Re: [PATCH V3 7/8] nvme: pci: recover controller reliably

Ming Lei <ming.lei@xxxxxxxxxx> · Thu, 3 May 2018 18:08:31 +0800

On Thu, May 03, 2018 at 05:14:30PM +0800, jianchao.wang wrote:
> Hi ming
> 
> On 05/03/2018 11:17 AM, Ming Lei wrote:
> >  static int io_queue_depth_set(const char *val, const struct kernel_param *kp)
> > @@ -1199,7 +1204,7 @@ static enum blk_eh_timer_return nvme_timeout(struct request *req, bool reserved)
> >  	if (nvme_should_reset(dev, csts)) {
> >  		nvme_warn_reset(dev, csts);
> >  		nvme_dev_disable(dev, false, true);
> > -		nvme_reset_ctrl(&dev->ctrl);
> > +		nvme_eh_reset(dev);
> >  		return BLK_EH_HANDLED;
> >  	}
> >  
> > @@ -1242,7 +1247,7 @@ static enum blk_eh_timer_return nvme_timeout(struct request *req, bool reserved)
> >  			 "I/O %d QID %d timeout, reset controller\n",
> >  			 req->tag, nvmeq->qid);
> >  		nvme_dev_disable(dev, false, true);
> > -		nvme_reset_ctrl(&dev->ctrl);
> > +		nvme_eh_reset(dev);
> 
> w/o the 8th patch, invoke nvme_eh_reset in nvme_timeout is dangerous.
> nvme_pre_reset_dev will send a lot of admin io when initialize the controller.
> if this admin ios timeout, the nvme_timeout cannot handle this because the timeout work is sleeping
> to wait admin ios.

I just tried to not make the 8th patch too big, but looks we have to
merge the two.

Once the EH kthread is introduced in 8th patch, there isn't such issue any more.

> 
> In addition, even if we take the nvme_wait_freeze out of nvme_eh_reset and put it into another context,
> but the ctrl state is still CONNECTING, the nvme_eh_reset cannot move forward.

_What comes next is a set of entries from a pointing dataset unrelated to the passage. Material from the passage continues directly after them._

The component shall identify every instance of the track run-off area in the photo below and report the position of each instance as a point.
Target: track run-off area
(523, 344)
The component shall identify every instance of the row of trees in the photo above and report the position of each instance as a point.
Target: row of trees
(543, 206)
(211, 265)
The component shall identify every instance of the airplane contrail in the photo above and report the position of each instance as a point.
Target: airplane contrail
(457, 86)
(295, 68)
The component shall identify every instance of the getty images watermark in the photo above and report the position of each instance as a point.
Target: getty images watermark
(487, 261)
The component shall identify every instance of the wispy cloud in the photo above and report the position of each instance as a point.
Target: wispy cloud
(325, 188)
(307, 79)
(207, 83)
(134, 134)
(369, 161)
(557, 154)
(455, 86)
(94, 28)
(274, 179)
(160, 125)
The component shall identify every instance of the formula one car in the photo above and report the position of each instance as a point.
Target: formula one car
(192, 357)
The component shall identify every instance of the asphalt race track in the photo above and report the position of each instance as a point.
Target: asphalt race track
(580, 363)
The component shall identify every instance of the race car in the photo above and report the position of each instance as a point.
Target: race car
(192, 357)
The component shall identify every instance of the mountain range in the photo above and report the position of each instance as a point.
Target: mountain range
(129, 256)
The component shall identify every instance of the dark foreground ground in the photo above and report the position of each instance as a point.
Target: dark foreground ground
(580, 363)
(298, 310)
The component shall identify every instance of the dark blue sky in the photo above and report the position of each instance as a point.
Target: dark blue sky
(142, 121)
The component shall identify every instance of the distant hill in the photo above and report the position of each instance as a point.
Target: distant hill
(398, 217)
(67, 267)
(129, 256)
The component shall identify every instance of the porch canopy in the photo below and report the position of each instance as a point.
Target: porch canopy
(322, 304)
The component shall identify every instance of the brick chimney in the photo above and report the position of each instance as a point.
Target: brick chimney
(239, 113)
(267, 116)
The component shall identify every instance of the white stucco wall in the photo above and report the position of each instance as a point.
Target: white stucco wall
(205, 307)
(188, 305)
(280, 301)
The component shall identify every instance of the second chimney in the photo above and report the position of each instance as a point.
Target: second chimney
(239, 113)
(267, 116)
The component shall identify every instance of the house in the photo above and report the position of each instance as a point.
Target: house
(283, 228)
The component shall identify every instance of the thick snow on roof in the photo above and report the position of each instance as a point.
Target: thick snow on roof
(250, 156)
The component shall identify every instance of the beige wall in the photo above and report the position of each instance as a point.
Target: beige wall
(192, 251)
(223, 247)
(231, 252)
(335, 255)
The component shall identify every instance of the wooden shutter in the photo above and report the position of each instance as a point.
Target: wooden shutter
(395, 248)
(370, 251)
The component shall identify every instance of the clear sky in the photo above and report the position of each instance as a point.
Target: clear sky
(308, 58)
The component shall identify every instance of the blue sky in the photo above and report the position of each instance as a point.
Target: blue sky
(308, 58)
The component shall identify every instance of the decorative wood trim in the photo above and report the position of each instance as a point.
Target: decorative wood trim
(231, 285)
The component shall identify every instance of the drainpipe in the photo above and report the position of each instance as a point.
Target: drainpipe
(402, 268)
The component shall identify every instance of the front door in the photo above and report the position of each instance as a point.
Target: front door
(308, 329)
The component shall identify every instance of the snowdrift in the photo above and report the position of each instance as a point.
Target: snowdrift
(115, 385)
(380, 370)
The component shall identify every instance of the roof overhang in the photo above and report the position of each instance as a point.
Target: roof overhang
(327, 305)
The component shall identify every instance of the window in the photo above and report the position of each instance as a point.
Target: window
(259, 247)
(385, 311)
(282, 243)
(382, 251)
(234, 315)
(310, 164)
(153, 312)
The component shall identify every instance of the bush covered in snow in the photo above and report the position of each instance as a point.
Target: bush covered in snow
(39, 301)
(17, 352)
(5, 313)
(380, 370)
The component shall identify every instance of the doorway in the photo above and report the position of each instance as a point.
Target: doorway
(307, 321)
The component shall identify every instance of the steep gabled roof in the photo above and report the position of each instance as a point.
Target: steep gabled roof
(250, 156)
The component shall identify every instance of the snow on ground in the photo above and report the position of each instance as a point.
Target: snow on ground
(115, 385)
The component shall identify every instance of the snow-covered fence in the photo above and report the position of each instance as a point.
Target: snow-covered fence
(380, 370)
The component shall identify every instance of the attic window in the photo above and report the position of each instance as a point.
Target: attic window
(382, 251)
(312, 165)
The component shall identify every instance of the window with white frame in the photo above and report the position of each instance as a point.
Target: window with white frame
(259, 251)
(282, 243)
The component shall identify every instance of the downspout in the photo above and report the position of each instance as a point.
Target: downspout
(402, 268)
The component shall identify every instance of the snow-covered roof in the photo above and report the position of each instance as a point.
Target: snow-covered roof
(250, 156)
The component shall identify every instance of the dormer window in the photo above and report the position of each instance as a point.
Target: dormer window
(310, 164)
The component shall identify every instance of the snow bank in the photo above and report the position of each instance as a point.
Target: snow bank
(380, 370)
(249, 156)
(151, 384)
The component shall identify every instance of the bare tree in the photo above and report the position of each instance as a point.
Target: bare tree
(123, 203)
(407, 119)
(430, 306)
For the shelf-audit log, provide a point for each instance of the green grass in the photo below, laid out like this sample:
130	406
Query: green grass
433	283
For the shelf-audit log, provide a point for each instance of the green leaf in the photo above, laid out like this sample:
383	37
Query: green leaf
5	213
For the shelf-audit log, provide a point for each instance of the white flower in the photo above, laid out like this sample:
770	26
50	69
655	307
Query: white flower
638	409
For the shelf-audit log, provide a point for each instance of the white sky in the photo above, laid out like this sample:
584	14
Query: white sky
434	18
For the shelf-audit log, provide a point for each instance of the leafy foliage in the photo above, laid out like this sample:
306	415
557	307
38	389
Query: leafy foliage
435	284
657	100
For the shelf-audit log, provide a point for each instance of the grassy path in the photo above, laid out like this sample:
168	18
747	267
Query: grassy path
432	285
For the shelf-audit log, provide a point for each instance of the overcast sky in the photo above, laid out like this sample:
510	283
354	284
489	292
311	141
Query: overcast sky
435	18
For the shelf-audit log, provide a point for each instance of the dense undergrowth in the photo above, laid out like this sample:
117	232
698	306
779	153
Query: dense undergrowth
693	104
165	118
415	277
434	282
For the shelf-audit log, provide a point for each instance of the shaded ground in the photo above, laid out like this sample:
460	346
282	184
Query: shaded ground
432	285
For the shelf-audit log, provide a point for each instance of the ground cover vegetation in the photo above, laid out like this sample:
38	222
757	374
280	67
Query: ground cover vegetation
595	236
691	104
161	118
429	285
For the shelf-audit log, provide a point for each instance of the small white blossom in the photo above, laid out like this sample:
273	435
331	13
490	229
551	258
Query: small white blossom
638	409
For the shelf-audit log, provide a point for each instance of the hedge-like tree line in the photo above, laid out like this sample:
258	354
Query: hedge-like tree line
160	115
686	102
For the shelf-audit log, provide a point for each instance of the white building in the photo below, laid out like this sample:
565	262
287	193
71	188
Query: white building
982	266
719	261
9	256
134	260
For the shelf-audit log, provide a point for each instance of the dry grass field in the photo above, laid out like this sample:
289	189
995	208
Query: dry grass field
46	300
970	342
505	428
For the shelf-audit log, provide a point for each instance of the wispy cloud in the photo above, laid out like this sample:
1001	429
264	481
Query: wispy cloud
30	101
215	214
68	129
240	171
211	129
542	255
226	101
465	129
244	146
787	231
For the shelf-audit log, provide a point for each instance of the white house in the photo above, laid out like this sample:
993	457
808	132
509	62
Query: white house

nvme_eh_reset() can move on, if controller state is either CONNECTING or
RESETTING, nvme_change_ctrl_state(&dev->ctrl, NVME_CTRL_RESETTING) won't
be called in nvme_eh_reset(), and nvme_pre_reset_dev() will be called
directly, then follows scheduling of the eh_reset_work.

> 
> Actually, I used to report this issue to Keith. I met io hung when the controller die in
> nvme_reset_work -> nvme_wait_freeze. As you know, the nvme_reset_work cannot be scheduled because it is waiting.
> Here is Keith's commit for this:
> http://lists.infradead.org/pipermail/linux-nvme/2018-February/015603.html

There are actually two issues here, both are covered in this patchset:

1) when nvme_wait_freeze() is for draining IO, controller error may
happen again, this patch can shutdown & reset controller again to
recover it.

2) there is also another issue: queues may not be put into freeze state
in nvme_dev_disable(), then nvme_wait_freeze() will wait forever. This
issue is addressed by 4th patch.

Both two can be observed in blktests block/011 and verified by this patches.

Thanks for your great review, please let me know if there are other
issues.

Thanks,
Ming